Oxidation can damage your cells and cause chronic inflammation, which can lead to cancer and other diseases. Spirulina is a great way to get antioxidants, which can help protect against oxidative damage.

The main active component in spirulina is phycocyanin, which is an antioxidant. This is also what gives spirulina its unique blue-green color. Phycocyanin is known to help scavenge free radicals and prevent the production of molecules that trigger inflammation. Phycocyanin is known to help scavenge free radicals, which are harmful molecules that can damage cells, and prevent the production of molecules that trigger inflammation. This gives phycocyanin some pretty impressive antioxidant and anti-inflammatory effects.
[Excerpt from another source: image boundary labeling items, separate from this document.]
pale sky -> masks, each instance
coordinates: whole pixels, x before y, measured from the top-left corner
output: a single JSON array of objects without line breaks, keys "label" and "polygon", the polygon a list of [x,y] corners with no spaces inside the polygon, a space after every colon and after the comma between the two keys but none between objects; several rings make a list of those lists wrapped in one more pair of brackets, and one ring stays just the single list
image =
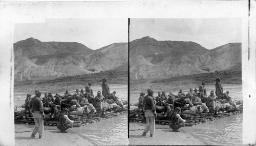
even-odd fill
[{"label": "pale sky", "polygon": [[48,19],[14,25],[14,42],[33,37],[41,42],[76,42],[93,50],[128,42],[128,19]]},{"label": "pale sky", "polygon": [[131,19],[130,41],[149,36],[158,41],[192,41],[208,49],[242,42],[242,19]]}]

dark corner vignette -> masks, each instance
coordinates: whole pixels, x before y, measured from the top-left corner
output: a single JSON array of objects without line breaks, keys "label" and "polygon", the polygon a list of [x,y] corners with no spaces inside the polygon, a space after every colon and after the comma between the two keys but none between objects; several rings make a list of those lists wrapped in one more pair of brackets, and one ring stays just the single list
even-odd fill
[{"label": "dark corner vignette", "polygon": [[128,138],[129,138],[129,116],[130,114],[130,61],[129,61],[129,50],[130,50],[130,18],[128,18],[128,118],[127,123],[128,124]]},{"label": "dark corner vignette", "polygon": [[250,60],[250,0],[248,0],[248,60]]}]

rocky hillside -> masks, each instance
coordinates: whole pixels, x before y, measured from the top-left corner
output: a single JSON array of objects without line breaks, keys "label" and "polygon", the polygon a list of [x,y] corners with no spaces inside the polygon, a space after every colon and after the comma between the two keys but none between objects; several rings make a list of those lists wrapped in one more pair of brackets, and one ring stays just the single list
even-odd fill
[{"label": "rocky hillside", "polygon": [[127,43],[93,50],[77,42],[43,42],[31,38],[13,46],[15,81],[99,72],[128,61]]},{"label": "rocky hillside", "polygon": [[239,43],[208,50],[195,42],[145,37],[131,42],[129,51],[132,80],[241,68]]}]

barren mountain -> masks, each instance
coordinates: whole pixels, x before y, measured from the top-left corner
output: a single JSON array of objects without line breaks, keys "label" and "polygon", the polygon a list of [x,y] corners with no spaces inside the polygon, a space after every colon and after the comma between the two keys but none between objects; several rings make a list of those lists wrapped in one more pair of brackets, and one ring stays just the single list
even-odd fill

Phycocyanin is the main active compound in spirulina. It has powerful antioxidant and anti-inflammatory properties.

14. Rich in Many Nutrients

Spirulina is a type of bacteria that grows in both fresh and salt water. Nostoc is a type of cyanobacteria, which are often called blue-green algae.

Cyanobacteria can produce energy from sunlight via a process called photosynthesis, just like plants. Spirulina was a popular food of the ancient Aztecs and has regained popularity in recent years due to a proposal by NASA that the algae could be grown in space for use by astronauts.

A typical daily dose of spirulina is 1 to 3 grams, but it can be up to 10 grams per day if necessary. This tiny alga is packed with nutrients. A single tablespoon (tbsp.), or 7 g, of dried spirulina powder contains:

  • Protein: 4 g
  • Thiamin: 14% of the Daily Value (DV)
  • Riboflavin: 20% of the DV
  • Niacin: 6% of the DV
  • Copper: 47% of the DV
  • Iron: 11% of the DV

The food also has a fair amount of magnesium, potassium, and manganese. This food only contains 20 calories and less than 2 grams of carbohydrates per serving.

Spirulina contains a small amount of fat, approximately 1 g per tbsp. A healthy diet includes both omega-6 and omega-3 fatty acids in a ratio of approximately 1.5 to 1.

Spirulina’s protein is high quality and contains all the essential amino acids your body needs.

Spirulina is a type of blue-green algae that can grow in both salt and fresh water. This food is rich in nutrients and an excellent source of protein, copper, and B vitamins.


Spirulina Resource

Purium has 2 Spirulina specific products a powder and a tablet.  Many of the Purium line of products contain spirulina as an ingredient.

Spirulina is nature’s ultimate wholefood multi-vitamin. It is nutrient dense, packed with protein and loaded with marine omega fatty acids. This energizing superfood is easy to digest and assimilate.

Purium’s Cocoa Mint Spirulina powder.

Purium’s Spirulina Capsules

Containing over 100 synergistic nutrients, spirulina is nature’s richest and most complete source of total organic nutrition. Spirulina is so nutrient dense that it has been given the nickname “Mother Nature’s multivitamin.”